Absolute nostalgia fever. About a month ago, I dug up an old desktop in the corner, took the drives out and gave away the machine. It felt like putting a racehorse to pasture: i7-4790k, 1080 Ti. It was my dream machine when I got it. Dual-boot (as we did back in the old days when Proton wasn't here) to Ubuntu, then Elementary, then Arch. By the time I gave it away it wasn't worth the power cost.

And that brought to mind my older dream machine, an 8800 GT from generations past, before which we made do with a Via Unichrome that worked sufficiently enough on the OpenChrome driver that I could edit open software (Freespace only needed a few constants changed) so it would render (though some of the image was smeared and so on I could play!).

alasano 2 minutes ago | parent | next [-]

My truenas scale server still happily running on a i7-3770.

ramon156 4 hours ago | parent | prev | next [-]

I'm still rocking a Z97, i7-4790k and a 980Ti :) I'm still waiting until I need an upgrade. DDR3 is still performing good enough for the games I run.

kawsper 3 hours ago | parent | next [-]

I was running a 970ti for the longest time, it was only when I wanted to get into some VR gaming that it was time for an upgrade.

karmakaze 3 hours ago | parent | prev [-]

Same. Still play StarCraft2 on a 4790k and AMD R9 Fury X.

sva_ an hour ago | parent | prev | next [-]

I also have that exact setup sitting around, but am just using my ryzen laptop now.

formerly_proven an hour ago | parent | prev | next [-]

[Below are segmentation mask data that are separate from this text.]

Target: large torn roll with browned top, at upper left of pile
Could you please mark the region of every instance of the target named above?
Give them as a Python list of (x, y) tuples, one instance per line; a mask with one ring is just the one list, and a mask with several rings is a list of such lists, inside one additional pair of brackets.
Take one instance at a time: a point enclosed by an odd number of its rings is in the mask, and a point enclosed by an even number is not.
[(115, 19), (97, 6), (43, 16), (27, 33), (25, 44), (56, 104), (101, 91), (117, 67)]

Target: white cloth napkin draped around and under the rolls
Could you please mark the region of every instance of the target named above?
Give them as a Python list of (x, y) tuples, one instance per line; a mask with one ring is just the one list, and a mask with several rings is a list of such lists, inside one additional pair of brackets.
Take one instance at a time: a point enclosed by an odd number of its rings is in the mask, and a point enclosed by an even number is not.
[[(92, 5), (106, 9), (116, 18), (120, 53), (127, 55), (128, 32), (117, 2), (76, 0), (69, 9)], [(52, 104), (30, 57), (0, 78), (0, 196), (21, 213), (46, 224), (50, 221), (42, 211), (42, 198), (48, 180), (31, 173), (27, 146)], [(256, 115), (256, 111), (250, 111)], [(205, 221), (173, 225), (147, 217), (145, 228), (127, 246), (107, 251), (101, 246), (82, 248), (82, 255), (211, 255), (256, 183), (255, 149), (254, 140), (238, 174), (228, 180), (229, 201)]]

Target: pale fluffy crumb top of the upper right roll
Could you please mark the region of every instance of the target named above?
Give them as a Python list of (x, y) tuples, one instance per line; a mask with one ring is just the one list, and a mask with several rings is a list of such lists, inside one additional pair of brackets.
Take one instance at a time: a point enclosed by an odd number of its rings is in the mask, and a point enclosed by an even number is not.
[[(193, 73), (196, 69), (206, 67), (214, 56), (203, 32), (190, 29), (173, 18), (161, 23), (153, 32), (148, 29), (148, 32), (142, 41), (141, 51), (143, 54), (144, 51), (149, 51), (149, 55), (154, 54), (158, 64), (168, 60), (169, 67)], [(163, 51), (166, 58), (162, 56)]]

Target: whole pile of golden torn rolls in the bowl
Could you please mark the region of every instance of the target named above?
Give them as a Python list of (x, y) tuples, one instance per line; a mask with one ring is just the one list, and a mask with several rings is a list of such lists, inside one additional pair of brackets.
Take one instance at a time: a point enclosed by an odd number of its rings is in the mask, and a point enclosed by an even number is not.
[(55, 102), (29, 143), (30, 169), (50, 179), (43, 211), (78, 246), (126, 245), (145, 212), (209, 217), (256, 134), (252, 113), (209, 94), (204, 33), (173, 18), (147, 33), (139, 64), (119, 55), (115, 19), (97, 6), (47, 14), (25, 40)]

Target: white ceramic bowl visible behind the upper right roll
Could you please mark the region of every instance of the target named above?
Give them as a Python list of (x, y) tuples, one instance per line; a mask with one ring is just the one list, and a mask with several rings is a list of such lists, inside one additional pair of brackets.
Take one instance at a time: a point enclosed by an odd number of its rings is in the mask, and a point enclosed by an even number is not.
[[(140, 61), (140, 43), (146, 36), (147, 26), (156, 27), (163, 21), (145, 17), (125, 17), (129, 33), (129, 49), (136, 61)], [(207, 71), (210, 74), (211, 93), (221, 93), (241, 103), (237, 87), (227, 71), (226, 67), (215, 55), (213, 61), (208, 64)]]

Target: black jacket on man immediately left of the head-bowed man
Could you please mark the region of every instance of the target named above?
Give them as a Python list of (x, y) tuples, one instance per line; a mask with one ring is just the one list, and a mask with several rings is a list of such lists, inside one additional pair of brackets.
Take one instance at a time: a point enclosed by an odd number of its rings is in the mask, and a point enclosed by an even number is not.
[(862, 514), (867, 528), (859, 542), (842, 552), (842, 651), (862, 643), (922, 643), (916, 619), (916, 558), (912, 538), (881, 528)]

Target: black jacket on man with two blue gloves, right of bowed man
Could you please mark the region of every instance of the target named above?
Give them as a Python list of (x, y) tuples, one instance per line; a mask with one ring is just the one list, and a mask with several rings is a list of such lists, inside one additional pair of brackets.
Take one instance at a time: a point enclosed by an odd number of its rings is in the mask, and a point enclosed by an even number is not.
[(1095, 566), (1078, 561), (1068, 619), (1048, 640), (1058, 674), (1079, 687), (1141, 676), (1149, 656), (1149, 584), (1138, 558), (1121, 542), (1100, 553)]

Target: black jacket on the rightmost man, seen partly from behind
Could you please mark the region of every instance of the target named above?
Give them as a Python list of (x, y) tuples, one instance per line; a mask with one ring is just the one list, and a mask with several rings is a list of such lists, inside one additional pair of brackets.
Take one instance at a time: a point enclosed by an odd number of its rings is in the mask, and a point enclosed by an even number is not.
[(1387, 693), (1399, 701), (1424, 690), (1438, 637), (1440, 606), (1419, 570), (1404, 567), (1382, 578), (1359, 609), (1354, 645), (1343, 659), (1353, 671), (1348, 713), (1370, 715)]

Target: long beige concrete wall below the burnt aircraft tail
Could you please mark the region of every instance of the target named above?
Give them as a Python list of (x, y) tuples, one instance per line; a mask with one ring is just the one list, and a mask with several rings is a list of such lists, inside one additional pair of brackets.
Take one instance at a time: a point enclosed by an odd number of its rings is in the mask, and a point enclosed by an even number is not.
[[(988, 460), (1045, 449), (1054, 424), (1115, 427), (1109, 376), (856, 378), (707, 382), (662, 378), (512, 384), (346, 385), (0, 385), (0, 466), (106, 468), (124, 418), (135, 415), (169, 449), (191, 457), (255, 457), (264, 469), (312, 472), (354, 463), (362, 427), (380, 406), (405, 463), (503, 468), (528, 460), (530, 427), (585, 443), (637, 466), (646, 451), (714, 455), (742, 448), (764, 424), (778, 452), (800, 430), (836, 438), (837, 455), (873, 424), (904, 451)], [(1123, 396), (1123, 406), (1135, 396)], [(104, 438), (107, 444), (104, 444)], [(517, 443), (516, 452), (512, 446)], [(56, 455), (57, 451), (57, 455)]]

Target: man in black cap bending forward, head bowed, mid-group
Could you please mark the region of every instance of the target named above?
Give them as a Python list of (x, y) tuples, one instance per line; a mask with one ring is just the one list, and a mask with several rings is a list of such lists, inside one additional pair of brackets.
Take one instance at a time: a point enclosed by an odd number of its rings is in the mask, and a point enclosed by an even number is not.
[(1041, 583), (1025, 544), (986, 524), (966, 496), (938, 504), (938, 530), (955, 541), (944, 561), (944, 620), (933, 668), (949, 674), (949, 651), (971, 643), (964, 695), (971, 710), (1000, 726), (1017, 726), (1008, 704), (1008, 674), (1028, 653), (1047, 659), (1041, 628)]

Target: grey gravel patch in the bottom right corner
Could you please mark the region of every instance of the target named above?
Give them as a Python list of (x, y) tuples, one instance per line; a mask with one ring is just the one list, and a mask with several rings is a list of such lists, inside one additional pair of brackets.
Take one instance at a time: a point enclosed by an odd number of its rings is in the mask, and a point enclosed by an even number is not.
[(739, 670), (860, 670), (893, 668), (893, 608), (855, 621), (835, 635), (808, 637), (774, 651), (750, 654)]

I used my 1080 Ti for about eight years. The successor GPU is in some ways way faster (raytracing, AI features etc.), but in others really quite stagnant considering the huge stretch of time that passed between them. ~10 years for 2-3x performance in GPUs at higher nominal and real price points shows how slow silicon advances have been compared to the 90s and 2000s. The same period from 2000 to 2010 would've seen 1000x performance if not more. The difference between a 1080 Ti and a more expensive RTX 50 card is the RTX can render ideally triple the frames in synthetic benchmarks, double the frames in some rasterizing games (most games won't see gains that high), and do a few relatively tame raytracing tricks at performance which is still not really good. At the same throughput it consumes maybe half the power or a bit less. The difference between a GeForce 2 and e.g a Radeon HD 4k is several planes of existence.

brailsafe 4 hours ago | parent | prev [-]

Hey, I could have used that i7-4790k!

I've been running the worst gaming set up I can get away with, which atm is a 3080 10gb, using random DDR3 ram, a budget WD 512gb ssd, and an i5 of the same socket as the i7-4790k that doesn't even support hyperthreading and can't do more than 4 tasks in parallel.

It's absolutely laughable at this point, but I'm unironically looking for a deal on that cpu lmao, it would be a huge upgrade.